Para concretizar esse projeto, o Município solicitou que a empresa destacasse aquela pequena fração de terra da sua fazenda, pedisse a alteração do cadastro imobiliário, de rural para urbano, e, por fim, formalizasse a doação da área em favor do Município. A empresa, para contribuir com o desenvolvimento da cidade, em total boa-fé, graciosamente, e reconhecendo os benefícios sociais que a instalação da ETA traria para a região e a população local, seguiu as orientações estabelecidas pelo Município.
Mas curiosamente esse esforço não foi suficiente para conter o ímpeto arrecadatório da Prefeitura.
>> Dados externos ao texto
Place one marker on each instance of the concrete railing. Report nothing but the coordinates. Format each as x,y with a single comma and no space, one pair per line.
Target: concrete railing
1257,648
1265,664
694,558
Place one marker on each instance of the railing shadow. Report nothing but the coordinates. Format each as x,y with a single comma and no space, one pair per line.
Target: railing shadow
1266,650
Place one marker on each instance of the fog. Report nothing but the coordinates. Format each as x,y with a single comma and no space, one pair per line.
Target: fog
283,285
Mesmo após ocupar a área por anos e recebê-la depois como doação para a instalação da ETA, a Prefeitura “agradeceu” o gesto benevolente da empresa lançando contra ela o IPTU sobre a referida fração de terra, retroagindo a cobrança ao momento da alteração da área de rural para urbana.
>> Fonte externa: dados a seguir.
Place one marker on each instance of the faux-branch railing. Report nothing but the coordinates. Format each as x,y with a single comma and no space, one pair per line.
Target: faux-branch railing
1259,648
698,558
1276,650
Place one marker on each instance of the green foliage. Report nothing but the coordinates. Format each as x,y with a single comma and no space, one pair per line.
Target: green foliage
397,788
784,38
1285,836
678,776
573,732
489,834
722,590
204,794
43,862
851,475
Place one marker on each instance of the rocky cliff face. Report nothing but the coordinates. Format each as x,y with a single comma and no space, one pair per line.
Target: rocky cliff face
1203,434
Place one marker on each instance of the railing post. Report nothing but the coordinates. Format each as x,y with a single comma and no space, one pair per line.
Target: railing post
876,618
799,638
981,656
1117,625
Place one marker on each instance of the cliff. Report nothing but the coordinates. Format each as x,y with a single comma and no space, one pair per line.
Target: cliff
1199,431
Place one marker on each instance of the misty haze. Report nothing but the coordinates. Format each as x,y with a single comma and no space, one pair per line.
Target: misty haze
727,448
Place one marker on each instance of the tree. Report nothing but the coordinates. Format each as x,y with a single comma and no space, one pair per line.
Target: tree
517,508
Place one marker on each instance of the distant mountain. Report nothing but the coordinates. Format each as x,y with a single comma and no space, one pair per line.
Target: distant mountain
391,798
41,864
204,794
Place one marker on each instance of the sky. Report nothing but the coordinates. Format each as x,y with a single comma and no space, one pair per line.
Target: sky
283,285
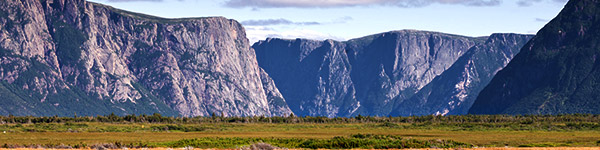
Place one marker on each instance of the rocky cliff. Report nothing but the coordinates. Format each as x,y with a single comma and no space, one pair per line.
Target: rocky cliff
454,91
60,57
376,74
557,72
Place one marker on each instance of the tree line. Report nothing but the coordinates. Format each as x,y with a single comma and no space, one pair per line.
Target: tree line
158,118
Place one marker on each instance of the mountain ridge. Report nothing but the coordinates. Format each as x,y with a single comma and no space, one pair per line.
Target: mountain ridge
109,62
555,73
289,60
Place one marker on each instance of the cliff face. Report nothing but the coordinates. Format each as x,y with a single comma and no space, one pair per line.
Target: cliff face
70,55
557,72
315,75
368,76
454,91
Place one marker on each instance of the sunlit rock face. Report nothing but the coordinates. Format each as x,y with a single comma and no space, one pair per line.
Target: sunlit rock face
64,57
375,75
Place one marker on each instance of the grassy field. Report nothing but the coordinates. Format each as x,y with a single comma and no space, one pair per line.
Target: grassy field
90,133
Esse caso revela uma postura arbitrária, violadora da boa-fé, e que coloca em xeque a confiança dos contribuintes nas instituições públicas. Afinal, como esperar que empresas e cidadãos colaborem com ações sociais positivas para a coletividade em geral se, ao fazerem isso, são “agraciados” com cobrança de tal maneira indevida?
Como a discussão no processo se tornou muito complexa, o Tribunal de Justiça de São Paulo decidiu que a matéria não poderia ser resolvida pela via estreita da exceção. Essa situação obrigou a empresa a opor embargos à execução para discutir os débitos, sendo compelida a garantir em juízo o valor do IPTU.
O episódio é inusitado e até anedótico. A Prefeitura não apenas ignorou a doação, mas também retroagiu a cobrança do imposto, desconsiderando todo o propósito social da ação. Essa situação acende um sinal de alerta, pois se até as boas ações dos contribuintes para com o Poder Público são “retribuídas” dessa forma, não há incentivo para que elas sejam adotadas.